Commemorating Freedom: Juneteenth officially recognized as a holiday in Milwaukee County
Milwaukee County Executive David Crowley and County Board Chairwoman Marcelia Nicholson announced on June 15 that Milwaukee County employees will have a floating holiday on June 19 to mark Juneteenth Day and the end slavery in America.
Executive Order #20-15 is part of Milwaukee County’s efforts to achieve racial equity and be the healthiest county in Wisconsin. The County has recognized that Milwaukee and the nation are presently facing two public health emergencies, one acute emergency caused by COVID-19 and one deep-rooted emergency caused by racism.
“Beginning this year, Milwaukee County will officially recognize this important day in American history,” said County Executive Crowley. “Juneteenth is a day to celebrate the rich history and culture of the African American community. It is also a day to appreciate the long struggle for civil rights that Black people in America have faced for centuries. I am hopeful that our employees will be able to take June 19 as a day ‘on’ not a day off in order to fully support Black lives, liberation, and the vision of Milwaukee County to achieve racial equity and become the healthiest county in Wisconsin.”
Crowley is the first African American elected to the position of County Executive, and is a reflection of the growing public demand for diverse leadership.
“As America begins, again, to open our hearts and minds to fully accept and seek to redress centuries of oppression and systemic racism, Milwaukee County is taking a step forward to formally acknowledge and celebrate Black Independence Day and all that it symbolizes,” said County Board Chairwoman Nicholson. “One day, perhaps all Americans will sing the Black National Anthem together at the start of sporting events and other gatherings, and celebrate freedom and equity for ALL Americans, the true promise of these United States.”
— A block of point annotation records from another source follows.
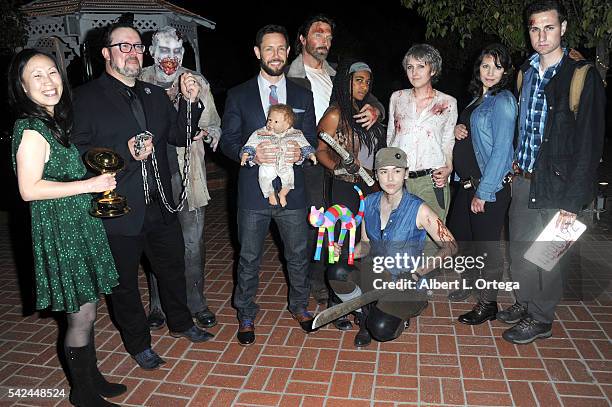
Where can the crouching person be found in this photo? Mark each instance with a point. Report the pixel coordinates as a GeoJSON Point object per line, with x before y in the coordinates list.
{"type": "Point", "coordinates": [395, 222]}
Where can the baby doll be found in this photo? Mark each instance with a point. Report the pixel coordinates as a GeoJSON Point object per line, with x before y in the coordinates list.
{"type": "Point", "coordinates": [279, 130]}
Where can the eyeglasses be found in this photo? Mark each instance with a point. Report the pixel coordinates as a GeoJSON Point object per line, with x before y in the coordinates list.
{"type": "Point", "coordinates": [126, 47]}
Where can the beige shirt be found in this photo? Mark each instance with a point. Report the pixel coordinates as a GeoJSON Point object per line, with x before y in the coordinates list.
{"type": "Point", "coordinates": [427, 137]}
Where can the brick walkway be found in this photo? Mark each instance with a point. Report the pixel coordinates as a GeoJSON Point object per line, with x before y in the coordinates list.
{"type": "Point", "coordinates": [437, 361]}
Juneteenth is the oldest nationally celebrated commemoration of the end of enslavement of Black people by white people in the United States. On June 19, 1865, two-and-a-half years after President Lincoln issued the Emancipation Proclamation, Union soldiers arrived in Texas to read and enforce the proclamation that ended slavery. Starting in 1866, Juneteenth has been celebrated as the end of slavery in the United States.
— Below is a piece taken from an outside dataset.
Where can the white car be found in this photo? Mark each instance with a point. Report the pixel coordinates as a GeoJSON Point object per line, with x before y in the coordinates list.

Milwaukee County has been working toward equity and shifting its own institutional power to demonstrate leadership in dismantling white supremacy and racist policies and practices. Led by Northcott Neighborhood House and the Juneteenth Day Executive Committee, Milwaukee has one of the longest-running Juneteenth Day celebrations in the country. Drawing thousands from across Milwaukee since 1971, the Juneteenth Celebration is in its 49th year. Due to the coronavirus pandemic, the city’s Juneteenth Day Parade and Street Festival were cancelled this year.
Milwaukee County’s Juneteenth measure has been implemented by Administrative Order to ensure employees can utilize the floating holiday in 2020. Moving forward, a resolution will be introduced to the County Board of Supervisors for the July cycle so that Juneteenth can become a permanent floating holiday. The measure has the support of the Milwaukee County Board of Supervisors’ Black Caucus.